- How permanently tethered balloons are regulated
- What information should be submitted
- Who to contact for more information
How permanently tethered balloons are regulated
In Canada, a permanently-tethered balloon system is an "aircraft" under the definition of the Aeronautics Act. Specifically, a balloon is defined as a "non-power driven lighter-than-air aircraft". Whether operating freely, under temporary tether or as a permanently-tethered unit, balloons are subject to the Canadian Aviation Regulations (CARs). Some of the requirements that the Canadian Aviation Regulations would impose on a permanently-tethered balloon system operation include:
- Aircraft Registration
Part II of the Canadian Aviation Regulations deals with aircraft identification and registration. Within Part II, CAR 202.13 deals with Registration of Aircraft - General. Subsection (2) of this regulation states that no person may operate an aircraft in Canada unless it is registered. Canadian regulations call for certain levels of Canadian ownership and control for aircraft and commercial air services.
- Personnel Licensing
Part IV of the Canadian Aviation Regulations deals with personnel licensing and training. Within this part, CAR 401.03 imposes requirements to hold a flight crew licence. Subsection (1) states that no person shall act as a flight crew member unless the person is the holder of the appropriate licence and medical certificate. Specific to the operation of balloons, CAR 421.25 is the standard outlining the requirements for a Balloon Pilot Licence.

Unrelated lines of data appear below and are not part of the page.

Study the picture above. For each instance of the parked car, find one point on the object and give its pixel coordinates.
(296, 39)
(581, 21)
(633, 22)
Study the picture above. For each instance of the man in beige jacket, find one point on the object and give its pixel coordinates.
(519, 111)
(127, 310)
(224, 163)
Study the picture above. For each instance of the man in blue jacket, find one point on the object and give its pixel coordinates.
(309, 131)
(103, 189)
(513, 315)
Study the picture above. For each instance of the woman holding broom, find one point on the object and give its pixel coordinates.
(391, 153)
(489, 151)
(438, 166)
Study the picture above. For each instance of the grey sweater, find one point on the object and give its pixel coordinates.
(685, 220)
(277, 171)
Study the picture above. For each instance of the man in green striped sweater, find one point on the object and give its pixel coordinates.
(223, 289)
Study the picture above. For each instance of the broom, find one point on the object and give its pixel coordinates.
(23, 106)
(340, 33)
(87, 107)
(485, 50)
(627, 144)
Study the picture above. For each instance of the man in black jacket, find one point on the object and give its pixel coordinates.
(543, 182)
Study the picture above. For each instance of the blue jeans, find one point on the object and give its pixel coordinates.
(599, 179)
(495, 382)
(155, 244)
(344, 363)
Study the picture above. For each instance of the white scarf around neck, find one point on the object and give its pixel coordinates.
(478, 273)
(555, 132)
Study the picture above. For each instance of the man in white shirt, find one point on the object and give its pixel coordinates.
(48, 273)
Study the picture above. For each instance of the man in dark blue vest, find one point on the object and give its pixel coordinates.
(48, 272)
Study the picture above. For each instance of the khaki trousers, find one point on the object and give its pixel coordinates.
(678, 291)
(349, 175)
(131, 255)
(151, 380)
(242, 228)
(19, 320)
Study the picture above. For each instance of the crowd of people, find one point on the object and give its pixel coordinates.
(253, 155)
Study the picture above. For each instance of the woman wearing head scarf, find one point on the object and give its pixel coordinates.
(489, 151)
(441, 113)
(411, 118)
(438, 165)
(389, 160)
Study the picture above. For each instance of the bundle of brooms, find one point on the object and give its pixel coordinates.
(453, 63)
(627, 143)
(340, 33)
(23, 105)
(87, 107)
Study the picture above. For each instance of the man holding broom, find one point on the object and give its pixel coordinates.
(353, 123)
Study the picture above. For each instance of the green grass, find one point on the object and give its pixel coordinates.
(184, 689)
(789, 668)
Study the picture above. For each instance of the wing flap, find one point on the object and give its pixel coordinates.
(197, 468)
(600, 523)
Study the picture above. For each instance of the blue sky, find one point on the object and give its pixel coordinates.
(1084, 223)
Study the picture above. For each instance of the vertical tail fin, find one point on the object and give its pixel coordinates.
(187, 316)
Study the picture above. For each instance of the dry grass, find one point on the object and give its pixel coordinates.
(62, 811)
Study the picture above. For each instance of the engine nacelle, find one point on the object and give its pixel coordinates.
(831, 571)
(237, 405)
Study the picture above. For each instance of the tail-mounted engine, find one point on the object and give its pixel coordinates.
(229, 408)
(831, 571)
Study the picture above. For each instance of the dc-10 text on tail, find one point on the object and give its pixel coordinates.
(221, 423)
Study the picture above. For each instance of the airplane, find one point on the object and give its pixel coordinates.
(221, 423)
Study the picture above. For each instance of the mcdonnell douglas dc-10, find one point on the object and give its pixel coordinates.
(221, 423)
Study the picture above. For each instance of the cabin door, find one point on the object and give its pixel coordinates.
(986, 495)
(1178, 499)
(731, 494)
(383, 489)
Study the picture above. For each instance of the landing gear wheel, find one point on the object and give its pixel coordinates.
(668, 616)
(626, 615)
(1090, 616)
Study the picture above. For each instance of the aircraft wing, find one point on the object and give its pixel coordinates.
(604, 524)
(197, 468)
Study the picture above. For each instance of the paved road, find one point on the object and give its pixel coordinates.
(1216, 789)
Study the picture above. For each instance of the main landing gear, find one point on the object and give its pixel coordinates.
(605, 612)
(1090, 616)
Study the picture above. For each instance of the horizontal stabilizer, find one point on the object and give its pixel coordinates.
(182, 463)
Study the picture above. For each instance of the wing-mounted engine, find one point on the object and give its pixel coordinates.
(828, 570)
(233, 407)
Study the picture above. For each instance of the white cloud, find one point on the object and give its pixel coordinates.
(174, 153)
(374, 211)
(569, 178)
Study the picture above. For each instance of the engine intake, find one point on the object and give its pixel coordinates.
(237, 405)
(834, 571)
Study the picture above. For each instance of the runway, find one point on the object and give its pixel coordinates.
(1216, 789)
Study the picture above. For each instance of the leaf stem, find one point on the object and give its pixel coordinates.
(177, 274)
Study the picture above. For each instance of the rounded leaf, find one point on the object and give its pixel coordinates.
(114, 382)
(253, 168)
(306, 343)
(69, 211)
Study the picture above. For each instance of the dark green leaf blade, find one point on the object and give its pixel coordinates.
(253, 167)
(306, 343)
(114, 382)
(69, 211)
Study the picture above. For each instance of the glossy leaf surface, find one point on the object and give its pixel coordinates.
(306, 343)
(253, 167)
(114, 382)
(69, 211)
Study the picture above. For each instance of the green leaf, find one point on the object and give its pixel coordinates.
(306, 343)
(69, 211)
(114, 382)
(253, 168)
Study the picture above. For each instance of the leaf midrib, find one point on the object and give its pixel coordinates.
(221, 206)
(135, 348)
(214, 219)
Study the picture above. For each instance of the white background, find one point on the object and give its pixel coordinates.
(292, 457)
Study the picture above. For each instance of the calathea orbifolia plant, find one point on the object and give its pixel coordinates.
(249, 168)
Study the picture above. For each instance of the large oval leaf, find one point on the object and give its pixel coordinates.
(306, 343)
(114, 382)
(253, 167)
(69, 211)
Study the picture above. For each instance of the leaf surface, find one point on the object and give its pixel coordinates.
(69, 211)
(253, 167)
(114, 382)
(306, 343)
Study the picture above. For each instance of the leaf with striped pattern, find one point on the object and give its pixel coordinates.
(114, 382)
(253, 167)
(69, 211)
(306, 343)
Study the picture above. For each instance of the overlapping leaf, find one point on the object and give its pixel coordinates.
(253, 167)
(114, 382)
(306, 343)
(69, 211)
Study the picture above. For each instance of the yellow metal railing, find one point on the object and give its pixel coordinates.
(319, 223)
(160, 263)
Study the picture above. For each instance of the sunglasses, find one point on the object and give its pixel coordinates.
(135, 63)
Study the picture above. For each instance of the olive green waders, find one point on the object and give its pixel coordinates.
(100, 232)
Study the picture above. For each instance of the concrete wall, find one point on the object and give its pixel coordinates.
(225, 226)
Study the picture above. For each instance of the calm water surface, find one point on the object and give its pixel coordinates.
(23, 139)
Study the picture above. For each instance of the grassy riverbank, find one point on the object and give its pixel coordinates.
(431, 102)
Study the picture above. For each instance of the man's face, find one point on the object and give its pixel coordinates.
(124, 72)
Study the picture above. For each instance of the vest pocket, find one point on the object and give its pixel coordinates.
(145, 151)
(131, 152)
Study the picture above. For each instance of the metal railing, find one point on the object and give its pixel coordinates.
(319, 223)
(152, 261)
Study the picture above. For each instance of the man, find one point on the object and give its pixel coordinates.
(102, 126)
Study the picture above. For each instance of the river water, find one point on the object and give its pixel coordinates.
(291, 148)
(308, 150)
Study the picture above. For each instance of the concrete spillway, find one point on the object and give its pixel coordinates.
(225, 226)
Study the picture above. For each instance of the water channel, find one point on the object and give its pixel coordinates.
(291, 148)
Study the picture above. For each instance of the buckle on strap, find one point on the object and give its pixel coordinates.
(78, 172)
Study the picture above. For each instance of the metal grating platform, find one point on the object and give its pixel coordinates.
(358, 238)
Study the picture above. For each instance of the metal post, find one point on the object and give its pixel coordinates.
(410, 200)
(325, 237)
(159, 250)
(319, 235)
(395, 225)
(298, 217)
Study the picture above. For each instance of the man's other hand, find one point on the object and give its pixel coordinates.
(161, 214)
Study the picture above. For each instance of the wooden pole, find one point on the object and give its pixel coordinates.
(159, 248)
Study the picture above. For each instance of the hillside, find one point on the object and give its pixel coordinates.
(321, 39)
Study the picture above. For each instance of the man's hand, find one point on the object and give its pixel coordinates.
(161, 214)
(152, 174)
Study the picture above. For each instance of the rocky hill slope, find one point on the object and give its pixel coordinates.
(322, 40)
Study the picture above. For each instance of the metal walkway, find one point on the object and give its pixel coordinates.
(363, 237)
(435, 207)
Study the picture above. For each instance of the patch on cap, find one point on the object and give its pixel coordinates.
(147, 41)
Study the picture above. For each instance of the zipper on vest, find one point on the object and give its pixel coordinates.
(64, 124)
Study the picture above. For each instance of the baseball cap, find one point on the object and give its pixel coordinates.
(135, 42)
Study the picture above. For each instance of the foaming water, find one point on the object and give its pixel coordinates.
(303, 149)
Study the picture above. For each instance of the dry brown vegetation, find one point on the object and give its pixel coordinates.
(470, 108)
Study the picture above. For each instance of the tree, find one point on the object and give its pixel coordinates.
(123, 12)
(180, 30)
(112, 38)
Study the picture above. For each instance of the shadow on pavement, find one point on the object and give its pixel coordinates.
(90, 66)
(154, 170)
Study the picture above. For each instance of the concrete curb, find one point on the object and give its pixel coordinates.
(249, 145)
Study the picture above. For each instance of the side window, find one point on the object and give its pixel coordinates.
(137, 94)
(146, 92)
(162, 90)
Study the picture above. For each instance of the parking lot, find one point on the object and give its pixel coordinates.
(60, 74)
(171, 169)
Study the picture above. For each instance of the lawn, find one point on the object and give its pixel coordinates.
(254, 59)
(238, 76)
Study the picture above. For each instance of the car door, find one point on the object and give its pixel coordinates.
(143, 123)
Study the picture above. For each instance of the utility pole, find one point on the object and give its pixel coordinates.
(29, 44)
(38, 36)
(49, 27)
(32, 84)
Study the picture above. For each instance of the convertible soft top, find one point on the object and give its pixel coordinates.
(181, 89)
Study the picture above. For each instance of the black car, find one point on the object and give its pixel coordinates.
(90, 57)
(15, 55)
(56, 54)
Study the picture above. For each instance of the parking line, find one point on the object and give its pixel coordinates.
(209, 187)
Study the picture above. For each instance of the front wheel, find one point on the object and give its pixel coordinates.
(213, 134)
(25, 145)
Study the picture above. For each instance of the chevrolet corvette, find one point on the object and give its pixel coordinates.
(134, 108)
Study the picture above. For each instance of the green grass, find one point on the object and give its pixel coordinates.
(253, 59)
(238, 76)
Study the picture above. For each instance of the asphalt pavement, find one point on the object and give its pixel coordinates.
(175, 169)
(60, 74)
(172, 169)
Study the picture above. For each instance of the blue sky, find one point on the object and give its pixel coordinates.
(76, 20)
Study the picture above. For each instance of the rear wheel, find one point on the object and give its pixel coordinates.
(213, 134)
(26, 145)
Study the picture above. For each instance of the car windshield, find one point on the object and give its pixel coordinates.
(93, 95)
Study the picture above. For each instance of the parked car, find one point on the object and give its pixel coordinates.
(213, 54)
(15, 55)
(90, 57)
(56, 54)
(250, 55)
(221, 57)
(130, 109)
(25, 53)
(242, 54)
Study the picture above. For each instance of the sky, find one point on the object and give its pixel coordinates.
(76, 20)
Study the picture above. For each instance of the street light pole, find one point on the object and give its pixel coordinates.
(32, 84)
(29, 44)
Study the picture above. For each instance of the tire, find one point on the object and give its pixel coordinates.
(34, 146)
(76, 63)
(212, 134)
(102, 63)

- Balloons with Fare-paying Passengers
Division II of Sub-part 603 of the Canadian Aviation Regulations deals with the operation of balloons with fare-paying passengers. CAR 603.17 specifies the requirements for the operation of balloons in this role. It prohibits operation of a balloon in the carriage of fare-paying passengers unless the operator complies with the provisions of a Special Flight Operations Certificate - balloons which can be issued once an operator demonstrates the ability to conduct flight operations in accordance with the Special Flight Operations Standards.
- Flight Authority
CAR 605.03 states that no person may operate any aircraft in flight unless a flight authority is in effect and the aircraft is operated in accordance with the conditions set out in its flight authority. Flight authorities can take the form of validations of foreign flight authorities, certificates of airworthiness or flight permits.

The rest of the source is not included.